Roadmaps are already well-known tools for those who are constantly working on product development. It’s a tool that indicates three states: Planned, In Progress, and Released. It makes it clear what is being worked on within the product.
The tool itself has the purpose to facilitate communication within the company, about what is a priority and what isn’t. But in many companies this tool has served another objective, it has served as a transparency tool for their consumers.
All this is due to the fact that companies are migrating to public roadmaps and inviting their consumers to be part of the construction.
Making your roadmap an accessible tool to your users brings five main benefits that you should keep an eye on.
1. Give your customer a voice
Although your customer may well understand what your product is, he will hardly know what is done in the company’s internal processes. Even worse if his voice is heard, every time he sends feedback where does it go? Is it on a support ticket system? Going to the product team? Does the commercial team know about this?
You may even be constantly acting on the feedback received, but for your consumer, it’s not clear that their voice was heard. Having a public roadmap makes it simple for your customer to express their voice and for you there is a great chance of lowering your churn. Since around 94% of consumers become loyal to a brand when it offers more openness about its efforts and focuses.
2. Increase your transparency with your consumers
When you create a public roadmap and constantly update it, you are being completely transparent with your customers. They get to know both what’s coming in the future as well as what’s not a focus at the moment.
There’s hardly a better way to be transparent than by showing the world what you’re working on.
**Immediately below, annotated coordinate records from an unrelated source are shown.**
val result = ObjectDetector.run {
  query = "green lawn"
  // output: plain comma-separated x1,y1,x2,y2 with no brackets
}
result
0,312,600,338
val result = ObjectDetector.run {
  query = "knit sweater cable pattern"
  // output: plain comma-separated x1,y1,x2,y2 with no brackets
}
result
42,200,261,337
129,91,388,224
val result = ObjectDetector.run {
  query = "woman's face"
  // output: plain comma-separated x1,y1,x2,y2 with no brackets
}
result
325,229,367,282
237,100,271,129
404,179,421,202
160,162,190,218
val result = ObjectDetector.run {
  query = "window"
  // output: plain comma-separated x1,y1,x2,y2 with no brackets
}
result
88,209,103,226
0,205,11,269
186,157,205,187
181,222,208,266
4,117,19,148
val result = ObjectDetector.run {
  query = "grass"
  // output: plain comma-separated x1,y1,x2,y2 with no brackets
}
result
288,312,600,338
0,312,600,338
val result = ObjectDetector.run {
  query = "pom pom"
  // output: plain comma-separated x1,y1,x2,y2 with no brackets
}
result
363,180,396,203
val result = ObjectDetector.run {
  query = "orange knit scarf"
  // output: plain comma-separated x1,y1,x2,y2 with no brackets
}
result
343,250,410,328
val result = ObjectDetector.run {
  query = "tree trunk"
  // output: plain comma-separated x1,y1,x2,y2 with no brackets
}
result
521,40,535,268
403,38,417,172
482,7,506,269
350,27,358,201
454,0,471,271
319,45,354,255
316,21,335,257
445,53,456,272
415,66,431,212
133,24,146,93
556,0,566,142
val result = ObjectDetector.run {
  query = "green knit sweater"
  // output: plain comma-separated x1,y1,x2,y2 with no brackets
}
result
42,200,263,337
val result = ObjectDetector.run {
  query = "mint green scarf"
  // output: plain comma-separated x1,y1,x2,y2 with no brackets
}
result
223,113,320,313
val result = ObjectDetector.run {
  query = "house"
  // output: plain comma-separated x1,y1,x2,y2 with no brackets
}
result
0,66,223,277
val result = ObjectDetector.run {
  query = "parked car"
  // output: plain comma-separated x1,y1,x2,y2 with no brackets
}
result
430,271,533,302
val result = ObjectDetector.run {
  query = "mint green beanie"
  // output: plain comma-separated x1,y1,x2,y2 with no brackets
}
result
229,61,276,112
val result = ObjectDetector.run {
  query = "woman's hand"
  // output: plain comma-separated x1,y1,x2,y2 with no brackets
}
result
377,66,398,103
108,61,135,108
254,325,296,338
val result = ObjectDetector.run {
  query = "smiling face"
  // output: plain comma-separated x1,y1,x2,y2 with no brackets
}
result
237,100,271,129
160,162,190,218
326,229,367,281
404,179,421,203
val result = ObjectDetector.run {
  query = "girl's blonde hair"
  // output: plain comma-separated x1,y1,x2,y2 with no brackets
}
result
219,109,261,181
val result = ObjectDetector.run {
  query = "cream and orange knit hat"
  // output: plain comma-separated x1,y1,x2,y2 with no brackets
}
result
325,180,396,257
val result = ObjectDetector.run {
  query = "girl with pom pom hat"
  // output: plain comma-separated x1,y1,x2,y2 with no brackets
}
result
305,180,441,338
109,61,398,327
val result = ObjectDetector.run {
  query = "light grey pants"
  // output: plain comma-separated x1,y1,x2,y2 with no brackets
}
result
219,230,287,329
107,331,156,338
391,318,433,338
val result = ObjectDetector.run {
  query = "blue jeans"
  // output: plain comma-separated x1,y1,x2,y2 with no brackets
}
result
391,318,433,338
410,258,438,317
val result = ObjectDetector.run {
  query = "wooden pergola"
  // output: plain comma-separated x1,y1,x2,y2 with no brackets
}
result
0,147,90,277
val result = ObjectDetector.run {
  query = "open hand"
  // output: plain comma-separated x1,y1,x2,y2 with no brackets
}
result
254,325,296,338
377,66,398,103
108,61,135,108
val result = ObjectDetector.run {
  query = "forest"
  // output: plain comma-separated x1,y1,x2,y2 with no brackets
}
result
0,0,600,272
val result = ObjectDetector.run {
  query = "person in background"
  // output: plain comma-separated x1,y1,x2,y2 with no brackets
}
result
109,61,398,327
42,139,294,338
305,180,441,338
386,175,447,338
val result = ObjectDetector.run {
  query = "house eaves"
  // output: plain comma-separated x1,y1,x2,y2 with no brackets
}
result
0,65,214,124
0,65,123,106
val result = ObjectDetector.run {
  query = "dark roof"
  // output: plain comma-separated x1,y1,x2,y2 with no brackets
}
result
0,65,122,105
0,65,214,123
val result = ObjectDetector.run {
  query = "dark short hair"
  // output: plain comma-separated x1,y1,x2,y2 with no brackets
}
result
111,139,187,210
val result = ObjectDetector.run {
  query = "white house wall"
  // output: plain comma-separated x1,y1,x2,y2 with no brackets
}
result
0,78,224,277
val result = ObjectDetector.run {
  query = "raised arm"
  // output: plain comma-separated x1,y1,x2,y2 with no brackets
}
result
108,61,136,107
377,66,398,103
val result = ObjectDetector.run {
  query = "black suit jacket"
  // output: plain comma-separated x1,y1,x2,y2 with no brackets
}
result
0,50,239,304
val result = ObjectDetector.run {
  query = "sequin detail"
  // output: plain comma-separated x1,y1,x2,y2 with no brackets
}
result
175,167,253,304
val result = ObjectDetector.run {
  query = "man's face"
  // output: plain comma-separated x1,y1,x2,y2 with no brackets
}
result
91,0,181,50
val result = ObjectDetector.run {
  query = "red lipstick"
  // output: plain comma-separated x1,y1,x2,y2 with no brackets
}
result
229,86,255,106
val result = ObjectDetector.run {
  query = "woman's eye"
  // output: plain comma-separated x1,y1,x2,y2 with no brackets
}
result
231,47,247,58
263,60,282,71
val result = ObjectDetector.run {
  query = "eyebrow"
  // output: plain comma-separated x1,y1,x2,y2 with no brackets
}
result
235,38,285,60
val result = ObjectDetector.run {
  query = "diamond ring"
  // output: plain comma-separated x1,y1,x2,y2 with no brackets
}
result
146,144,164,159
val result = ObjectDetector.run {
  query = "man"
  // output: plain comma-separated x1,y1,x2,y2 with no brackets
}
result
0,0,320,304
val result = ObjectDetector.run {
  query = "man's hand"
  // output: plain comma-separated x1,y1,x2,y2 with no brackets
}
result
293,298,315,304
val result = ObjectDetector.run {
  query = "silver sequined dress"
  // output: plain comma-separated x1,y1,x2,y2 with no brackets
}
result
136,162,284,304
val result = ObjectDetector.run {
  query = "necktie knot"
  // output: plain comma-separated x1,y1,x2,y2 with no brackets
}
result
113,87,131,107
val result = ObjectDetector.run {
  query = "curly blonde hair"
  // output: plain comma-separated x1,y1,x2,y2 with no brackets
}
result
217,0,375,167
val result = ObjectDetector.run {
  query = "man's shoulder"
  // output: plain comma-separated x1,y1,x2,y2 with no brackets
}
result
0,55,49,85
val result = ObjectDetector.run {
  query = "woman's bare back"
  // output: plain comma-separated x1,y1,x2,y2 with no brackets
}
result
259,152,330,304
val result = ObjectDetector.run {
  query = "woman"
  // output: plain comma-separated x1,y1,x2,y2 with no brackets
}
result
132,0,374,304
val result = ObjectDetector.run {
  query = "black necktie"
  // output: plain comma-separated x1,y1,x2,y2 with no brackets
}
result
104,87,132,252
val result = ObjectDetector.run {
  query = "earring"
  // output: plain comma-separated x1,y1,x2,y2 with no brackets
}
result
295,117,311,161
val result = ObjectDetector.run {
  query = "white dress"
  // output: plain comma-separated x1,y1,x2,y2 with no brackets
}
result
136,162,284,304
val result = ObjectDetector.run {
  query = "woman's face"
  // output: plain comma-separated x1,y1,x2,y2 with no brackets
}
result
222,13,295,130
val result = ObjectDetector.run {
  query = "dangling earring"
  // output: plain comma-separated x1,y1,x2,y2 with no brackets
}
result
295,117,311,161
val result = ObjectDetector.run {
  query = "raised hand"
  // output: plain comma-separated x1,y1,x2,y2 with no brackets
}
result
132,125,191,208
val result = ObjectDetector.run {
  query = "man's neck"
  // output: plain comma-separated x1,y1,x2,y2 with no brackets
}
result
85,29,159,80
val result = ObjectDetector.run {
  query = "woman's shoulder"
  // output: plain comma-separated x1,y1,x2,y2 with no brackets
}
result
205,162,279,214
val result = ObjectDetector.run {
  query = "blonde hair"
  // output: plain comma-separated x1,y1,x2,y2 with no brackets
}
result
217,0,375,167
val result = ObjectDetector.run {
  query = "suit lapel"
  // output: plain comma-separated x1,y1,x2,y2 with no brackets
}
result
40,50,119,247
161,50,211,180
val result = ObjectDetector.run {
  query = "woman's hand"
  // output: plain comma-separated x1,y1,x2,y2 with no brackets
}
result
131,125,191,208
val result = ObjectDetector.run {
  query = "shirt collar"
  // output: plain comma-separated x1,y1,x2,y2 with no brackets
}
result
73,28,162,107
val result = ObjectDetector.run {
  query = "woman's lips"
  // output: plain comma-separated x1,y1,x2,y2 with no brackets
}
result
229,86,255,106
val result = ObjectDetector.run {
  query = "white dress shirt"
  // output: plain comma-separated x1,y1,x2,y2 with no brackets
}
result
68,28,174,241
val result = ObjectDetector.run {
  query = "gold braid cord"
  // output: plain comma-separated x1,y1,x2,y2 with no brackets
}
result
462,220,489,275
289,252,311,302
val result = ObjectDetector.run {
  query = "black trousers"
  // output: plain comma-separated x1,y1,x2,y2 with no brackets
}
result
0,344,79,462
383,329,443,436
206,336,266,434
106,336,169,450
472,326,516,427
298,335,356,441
But why should I care about being more transparent?
Several studies show that being transparent has a profound impact on company performance. Among the main impacts raised are that 94% of consumers are more loyal to brands that are more transparent and 73% are more likely to pay more for more transparent services.
It’s no wonder that even gigantic companies like Microsoft have invested in facilitating the transparency of their products and currently have their public roadmap.
3. Helps in controling expectations
One of the biggest problems in any interaction with your user, whether during an interview, in support of an issue or during a sale is the expectation created about the tool. Especially when this customer passes a group of suggestions for improvements.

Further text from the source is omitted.